First, they try to wreck Social Security, then they throw a giant monkey wrench into Medicare (and bounce it off your grandma's head in the process), now, Bu$hCo is trying to fuck with the rest of our healthcare.
It appears that the 'keynote' of Shrub's upcoming State of the Union speech will be to announce a plan to phase in Healthcare Savings Accounts. While I don't argue that most of us probably should set aside something for a medical emergency (do as I say, not as I don't do!), HSAs, as proposed, have a raft problems attached to them. I will address the two I see as key problems.
1) They will increase medical insurance costs for the rest of us. HSA benefit primarily the young and the healthy. They have fewer medical problems and less need for medical insurance, so their contributions to insurance, by way of premiums, are probably higher than they would be in an absolutely flat system. This is, however, sort of the whole point of insurance. Everyone goes into a pool, which lowers the overall cost to everyone, and spreads the risk around. If the ones least likely to make use of the system are withdrawn, the costs for those left in the system will rise, and rise dramatically. Additionally, with the exception of employer provided healthcare, the young pay much less than the old for their insurance (pull up any private insurer to see the increasing premiums as you age), so it's not that out of balance to begin with. What will happen if HSAs become a reality is the the old, infirm, and poor, will be left out to die. But, hey!, they generally vote Dem anyway, so fuck 'em. Right?
2) Setting up an HSA system, as currently proposed, will exacerbate the main problem with medical care in America today: lack of preventative coverage. Insurers today are much more focused on covering solutions to problems rather than preventing problems from occuring. With the exception of basic checkups, most insurance programs don't cover prevention. If you're overweight, once you develop diabetes, you're covered; any medical attempts to help you prevent geting diabetes, weightloss programs, counseling, etc, are, for the most part, left to the patient to deal with.

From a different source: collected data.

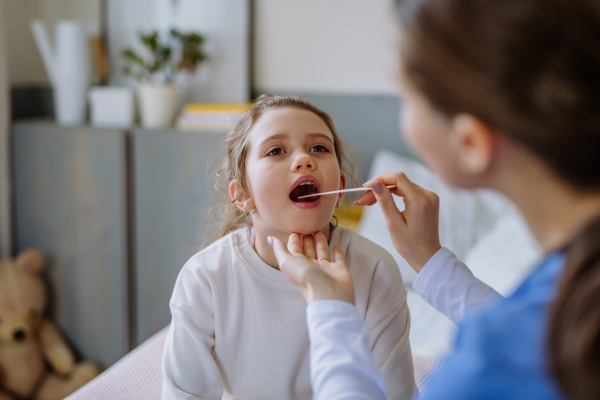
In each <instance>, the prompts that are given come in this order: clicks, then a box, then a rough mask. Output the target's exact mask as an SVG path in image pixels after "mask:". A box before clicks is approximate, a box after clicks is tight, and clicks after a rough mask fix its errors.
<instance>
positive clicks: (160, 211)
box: [133, 130, 225, 344]
mask: <svg viewBox="0 0 600 400" xmlns="http://www.w3.org/2000/svg"><path fill="white" fill-rule="evenodd" d="M134 136H135V137H134V143H135V144H134V160H135V162H134V165H135V166H134V178H133V180H134V182H135V201H134V202H135V236H136V238H135V243H136V263H135V265H136V268H135V272H134V274H135V276H136V280H135V281H136V320H137V324H136V327H137V333H136V336H137V343H138V344H139V343H141V342H143V341H144V340H146V339H147V338H149V337H150V336H151V335H152V334H154V333H156V332H158V331H159V330H161V329H162V328H164V327H165V326H166V325H168V324H169V323H170V321H171V312H170V309H169V300H170V298H171V294H172V292H173V286H174V285H175V280H176V279H177V275H178V274H179V271H180V270H181V267H182V266H183V264H185V262H186V261H187V260H188V259H189V258H190V257H191V256H192V255H194V254H195V253H196V252H198V251H199V250H200V249H201V247H202V244H203V243H204V241H205V240H206V239H207V229H210V228H209V227H208V226H206V222H207V218H206V217H207V215H208V213H209V210H210V208H211V206H212V205H214V204H215V202H216V200H217V199H216V196H215V190H214V188H213V186H212V183H211V182H212V178H213V177H214V173H215V170H216V168H217V166H219V165H220V164H221V162H222V161H223V160H224V156H225V148H224V139H225V135H224V134H219V133H194V132H179V131H172V132H164V131H145V130H136V131H135V135H134Z"/></svg>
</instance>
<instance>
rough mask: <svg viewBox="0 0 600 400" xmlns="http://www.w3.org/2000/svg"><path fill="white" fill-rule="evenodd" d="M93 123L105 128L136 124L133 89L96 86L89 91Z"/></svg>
mask: <svg viewBox="0 0 600 400" xmlns="http://www.w3.org/2000/svg"><path fill="white" fill-rule="evenodd" d="M89 100H90V114H91V124H92V126H96V127H105V128H129V127H131V126H133V124H134V116H135V109H134V108H135V107H134V99H133V90H132V89H128V88H120V87H94V88H92V89H90V92H89Z"/></svg>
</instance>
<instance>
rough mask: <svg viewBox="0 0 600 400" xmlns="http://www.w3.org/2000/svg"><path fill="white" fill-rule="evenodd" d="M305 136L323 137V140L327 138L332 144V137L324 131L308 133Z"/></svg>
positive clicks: (319, 137)
mask: <svg viewBox="0 0 600 400" xmlns="http://www.w3.org/2000/svg"><path fill="white" fill-rule="evenodd" d="M307 136H308V137H310V138H320V139H325V140H327V141H328V142H330V143H331V144H332V145H333V139H331V138H330V137H329V136H327V135H326V134H324V133H309V134H308V135H307Z"/></svg>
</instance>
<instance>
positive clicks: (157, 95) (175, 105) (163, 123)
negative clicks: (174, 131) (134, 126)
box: [138, 83, 178, 129]
mask: <svg viewBox="0 0 600 400" xmlns="http://www.w3.org/2000/svg"><path fill="white" fill-rule="evenodd" d="M138 100H139V105H140V114H141V118H142V121H141V122H142V126H143V127H144V128H146V129H161V128H168V127H170V126H172V125H173V119H174V118H175V111H176V110H177V100H178V97H177V87H175V85H167V84H165V85H155V84H151V83H142V84H140V87H139V89H138Z"/></svg>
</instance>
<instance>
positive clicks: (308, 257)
mask: <svg viewBox="0 0 600 400" xmlns="http://www.w3.org/2000/svg"><path fill="white" fill-rule="evenodd" d="M395 11H396V17H397V21H398V31H399V35H398V46H397V47H398V59H399V63H398V68H397V80H398V82H399V86H400V96H401V97H402V100H403V101H402V104H403V107H402V127H403V129H402V131H403V132H404V134H405V136H406V139H407V141H408V142H409V143H410V145H411V146H412V148H413V149H414V151H415V152H416V153H417V154H419V155H420V157H421V158H422V160H423V161H425V162H426V163H427V164H428V165H429V166H430V167H431V169H433V170H434V171H435V172H436V173H438V174H439V175H440V176H441V177H442V178H443V179H445V180H446V181H448V182H450V183H451V184H453V185H455V186H458V187H461V188H490V189H494V190H497V191H499V192H502V193H503V194H505V195H506V196H508V197H509V198H510V199H511V200H512V201H513V202H514V203H515V204H516V205H517V207H518V208H519V209H520V211H521V213H522V214H523V216H524V217H525V219H526V220H527V223H528V225H529V227H530V229H531V231H532V232H533V234H534V236H535V237H536V239H537V241H538V242H539V244H540V246H541V247H542V248H543V249H544V251H545V254H546V257H545V260H544V261H543V262H542V263H541V264H540V265H539V266H538V267H537V268H536V269H535V270H534V271H533V272H532V273H531V275H530V276H529V277H528V278H527V279H526V280H525V282H524V283H523V284H522V286H521V287H520V288H519V289H518V290H517V291H516V292H515V293H514V294H513V295H512V296H510V297H509V298H501V297H500V296H498V295H497V294H496V293H495V292H494V291H493V290H492V289H491V288H489V287H487V286H486V285H485V284H483V283H482V282H480V281H478V280H477V279H476V278H474V277H473V275H472V274H471V273H470V271H469V270H468V268H467V267H466V266H465V265H464V264H462V263H461V262H460V261H458V260H457V259H456V257H455V256H454V254H453V253H452V252H451V251H450V250H448V249H446V248H443V247H442V246H441V244H440V242H439V238H438V198H437V196H436V195H435V194H433V193H431V192H428V191H427V190H425V189H422V188H420V187H419V186H417V185H415V184H413V183H412V182H410V181H409V180H408V178H407V177H406V176H404V174H402V173H401V172H398V173H394V174H388V175H382V176H379V177H377V178H375V179H373V180H372V181H370V182H368V183H367V185H368V186H370V187H371V188H373V191H372V192H369V193H367V194H365V195H364V196H363V197H361V198H360V199H359V202H358V203H359V204H361V205H372V204H374V203H376V202H379V203H380V205H381V207H382V209H383V212H384V215H385V218H386V222H387V228H388V230H389V231H390V234H391V237H392V239H393V242H394V245H395V247H396V249H397V250H398V252H399V253H400V254H401V255H402V257H404V258H405V259H406V260H407V261H408V262H409V264H410V265H411V266H412V267H413V268H414V269H415V270H416V271H417V272H418V273H419V275H418V277H417V280H416V281H415V284H414V286H415V289H416V290H417V291H419V292H420V294H421V295H422V296H423V297H424V298H425V300H427V301H428V302H429V303H430V304H432V305H433V306H434V307H436V308H437V309H438V310H440V311H442V312H443V313H444V314H445V315H447V316H448V317H450V318H451V319H452V320H453V321H455V322H459V323H460V324H459V332H458V336H457V339H456V345H455V348H454V350H453V351H452V353H451V354H450V355H449V356H448V357H447V359H446V360H445V362H444V364H443V365H442V367H441V369H440V370H439V371H438V373H437V375H436V376H434V377H433V379H432V380H431V381H430V383H429V385H428V387H427V391H426V392H425V393H424V399H457V400H466V399H529V400H530V399H558V398H569V399H582V400H583V399H598V398H600V379H599V377H600V218H599V217H600V2H599V1H598V0H577V1H573V0H493V1H490V0H397V1H396V5H395ZM390 184H395V185H397V188H396V189H394V190H392V191H391V192H390V190H388V189H387V188H386V185H390ZM393 195H397V196H402V197H403V198H404V202H405V204H406V210H405V211H404V212H399V211H398V209H397V208H396V206H395V204H394V201H393V198H392V196H393ZM382 228H383V227H382ZM457 229H460V227H457ZM314 241H316V243H315V242H314ZM314 241H313V239H312V237H304V241H303V243H301V238H300V237H299V236H298V235H292V236H290V239H289V242H288V243H287V245H286V244H284V243H283V242H281V241H279V240H277V239H275V238H273V239H271V240H270V242H271V243H272V245H273V246H274V249H275V254H276V256H277V259H278V262H279V265H280V266H281V270H282V271H283V273H284V274H285V275H286V276H287V277H288V278H289V279H290V280H291V281H292V282H294V283H295V284H296V286H297V287H298V288H299V289H300V291H301V292H302V294H303V295H304V296H305V297H306V300H307V302H308V308H307V322H308V329H309V333H310V339H311V348H310V352H311V353H310V356H311V378H312V382H313V389H314V398H315V399H384V398H385V384H384V381H383V379H382V377H381V375H380V374H379V371H378V369H377V365H376V364H375V363H374V361H373V359H372V358H371V355H370V353H369V350H368V336H367V331H366V329H365V327H364V325H363V322H362V321H361V318H360V316H359V315H358V313H357V311H356V309H355V307H354V306H353V302H354V291H353V285H352V277H351V276H350V274H349V272H348V270H347V269H346V267H345V264H344V257H343V254H342V253H341V251H340V249H334V254H335V260H331V261H330V259H329V257H330V255H329V251H328V249H327V243H326V241H325V237H324V236H323V235H322V234H320V233H318V234H316V235H315V239H314ZM315 247H316V254H315V250H314V249H315ZM463 318H464V319H463Z"/></svg>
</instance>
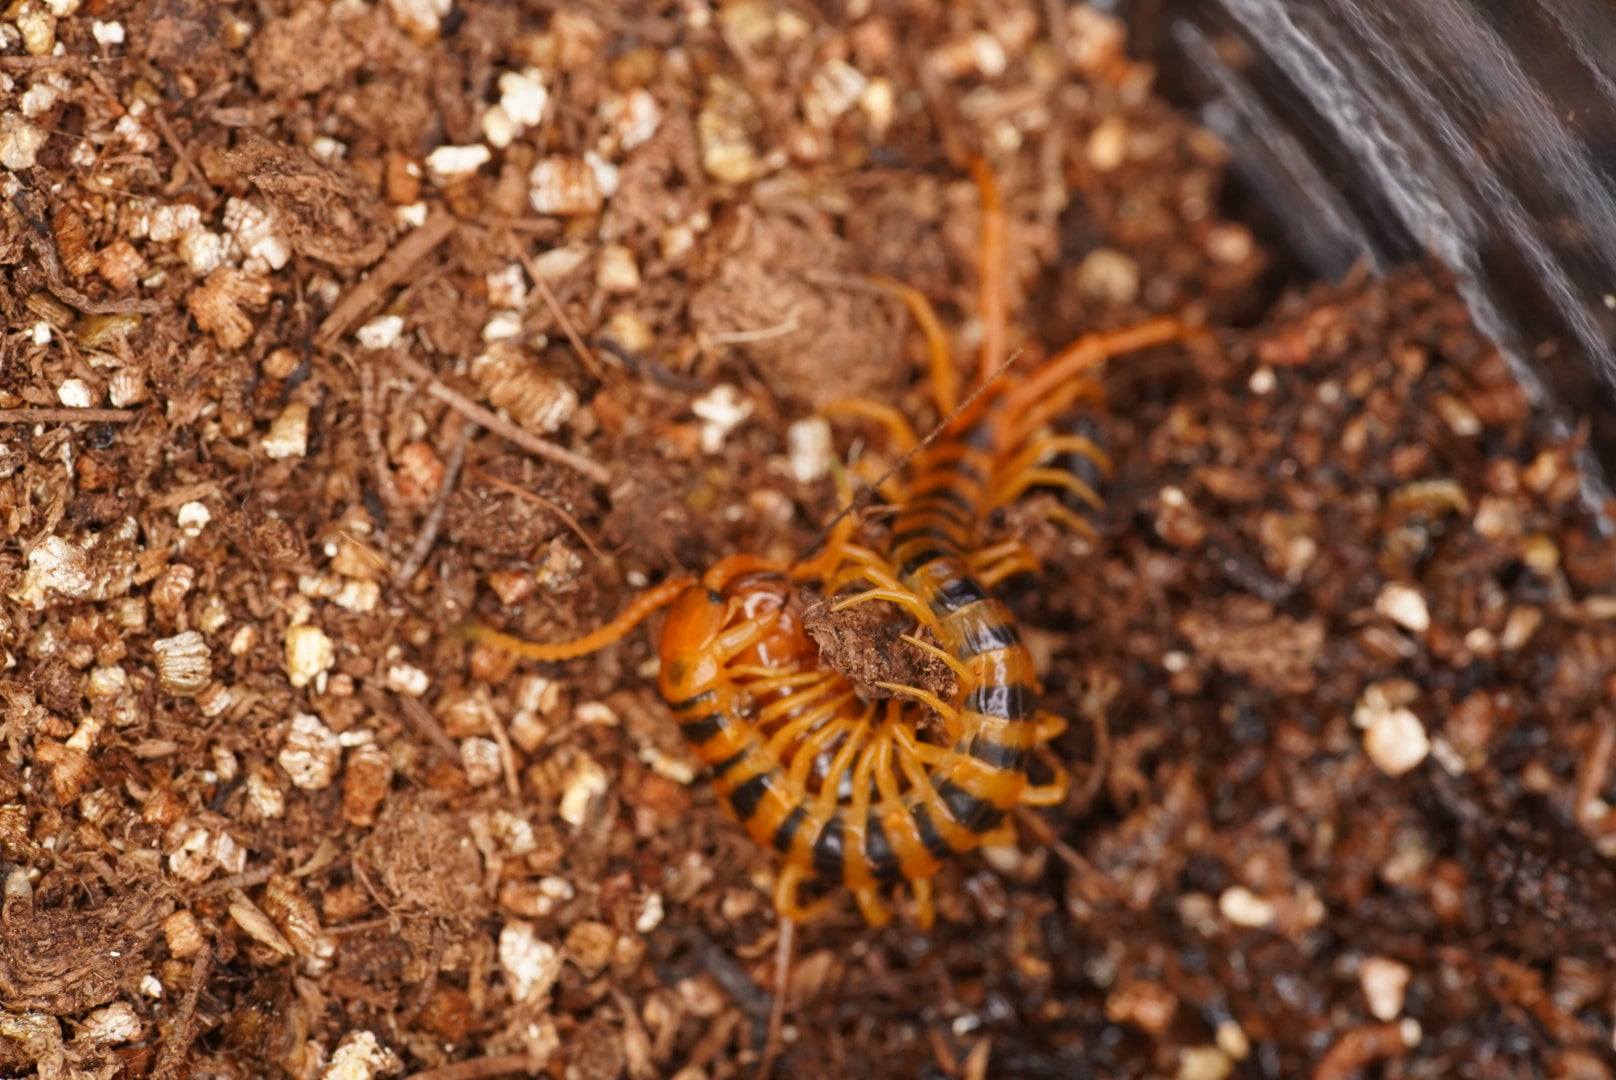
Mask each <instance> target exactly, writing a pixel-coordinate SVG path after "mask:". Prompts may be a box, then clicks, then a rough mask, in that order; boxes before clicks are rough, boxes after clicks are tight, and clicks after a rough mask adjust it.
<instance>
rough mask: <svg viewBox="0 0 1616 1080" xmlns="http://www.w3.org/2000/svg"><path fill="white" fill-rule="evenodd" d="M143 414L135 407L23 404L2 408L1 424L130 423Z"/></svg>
mask: <svg viewBox="0 0 1616 1080" xmlns="http://www.w3.org/2000/svg"><path fill="white" fill-rule="evenodd" d="M139 416H141V414H139V412H136V411H134V409H53V407H36V406H23V407H19V409H0V424H71V422H74V420H82V422H86V424H128V422H129V420H134V419H136V417H139Z"/></svg>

The proposed system will exacerbate this. There is a human tendency to look at what we have and want to keep it, and ignore the might bes. A large number of people will ignore that nagging cough and not see the doctor, and if we have a financial 'reward' (ie, more money in the 'bank') for not going to see the doctor, then we're going to be even less likely to go. Once we start coughing up blood and lung cookies, THEN the doctor seems like a good idea. So we end up in the hospital for a week, when a shot of penicillin might have solved the problem.
A final note. Think about the GREAT ideas that have come out of Shrub's previous SOTUs: Iraq as an axis of evil needing to be overthrown, Social Security reform, and Medicare reform. Considering the rousing successes those pigs turned out to be, contemplate HSAs in that light.